Y Series - The Art of Loving
So. For reasons I’m not entirely clear on in my own head, I recently picked up Erich Fromm’s The Art of Loving. The cover said it was the first of the ‘relationship’ books - the progenitor of the self-help foundation on which American capitalism thrives. I mean, it didn’t use those words, but that seemed to be the general impression.
The Art of Loving was written in the 1950’s by a psychoanalyst from Germany who immigrated to the United States during the Second World War. He had a series of unsuccessful romantic relationships with work colleagues and ‘sensual’ women, dabbled in Buddhism, and eventually wound up a reasonably successful lecturer living the dream in Mexico.
I say this because reading The Art of Loving seems to be mostly a lesson in context. There’s a lot of Freud in there. A lot of bullshit happening about male and female poles and pages of anti-homosexual, male-centered gratuitous parental bashing that does feel very 1950-ish. Pretty classic reinforced gender roles, very serious psychoanalyst language babble and a strong undercurrent of egoism and arrogant assertions that don’t really make sense when you read about his life of being a wandering serial monogamist. As in, how is his book the foundation of the modern relationship theory when he doesn’t seem to be able to keep relationships or provide examples of any stable relationship that is not romantic/sexual in nature? But this is the prophet of human love? Or at least, the first ‘legitimate scientist’ to talk about love as if it were real.
Poppycock.
He might be the first ‘legitimate’ voice advocating for love in Western society, but his ideas are just a hodgepodge of vague religious sentiments mixed in with a good dose of classic Christian/Jewish orthodox family roles with a vague nod to Taoist/Buddhist principles of bodhicitta and universal oneness. He’s Alan Watts without the charisma or thoughtfulness, which surprised me since the reviews all tout his work as being sort of penultimate.
So, besides calling homosexuals deficient and focusing every single example (except one) on men with domineering mothers and literally excluding every element of the female experience except motherhood, there was one concept that was interesting to me. The idea that even in 1950, there was a strengthening movement tied to capitalist ideals that essentially made romantic love a commodity that was stripping it of its value and hollowing out the souls of the capitalist citizens. His core premise is essentially that love is the only thing worth living for, however, modern society has scraped out any real love elements from our lives and has reduced us to mindless consumers and ‘exchangers’ that do not allow human love to factor into any decisions because it’s not profitable. Not real love anyway. The idea of exchanging lovers for prettier, wealthier, or younger objects, yes. Real selfless love or brotherly love (same as bodhicitta - here, he splits it into spiritual love and brotherly love, but I think the Buddhist tenant he took this from essentially sees those two as one and the same) is unnecessary because it makes for content, resilient, generous individuals. Those are people who don’t need to ‘trade up’ or buy anything or do anything. They are self-contained.
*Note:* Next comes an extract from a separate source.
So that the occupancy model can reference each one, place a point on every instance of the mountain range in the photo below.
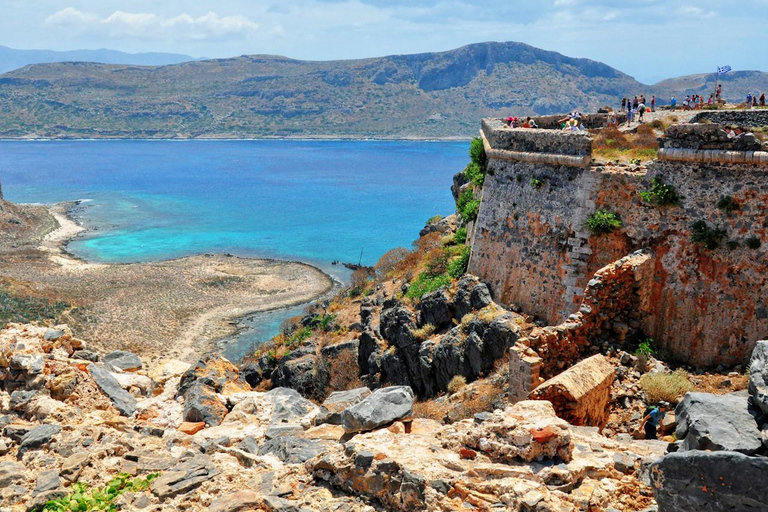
(11, 58)
(401, 96)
Unprofitable. Sex and love as a commodity only works when the citizens can ‘shop’ and are constantly needing to be loved. It’s no good to love. Being loved sells and convincing people that they are helpless infants, emotionally speaking, that need unconditional, ego-stroking, constant affirmational love (regardless of how bizarre it is) makes us discontent, unloved, and ready to buy things to make us prettier, wealthier, whatever.
That was interesting. Not earth-shattering, but interesting. Also had some interesting thoughts about narcissistic mothers and demanding fathers that resonated a little close to home.
But the take-away at the end was faith. That a faith in humanity, a love of all creatures and especially of all humans could only be possible through love of the self. That faith in oneself and faith in the lovability of all humans was the defining path to meaning and the defining path to real love, though he didn’t really explain how. It was in the ‘practical’ portion of the book and I have to admit, I skipped a little bit as he basically wrote in circles about what spiritualism and faith meant. I didn’t think he articulated this portion very well, but all the critics seemed to really like it.
Anyway. An interesting, fast read. I do feel like it was just a rehash of Buddhist principles with some psychobabble tossed in for ratings and it was heavily slanted toward an extremely patriarchal, normative culture that made me feel pretty defective and uncomfortable, but I’m glad I read it. I’ll turn the comments on in case anyone else reads it and has thoughts.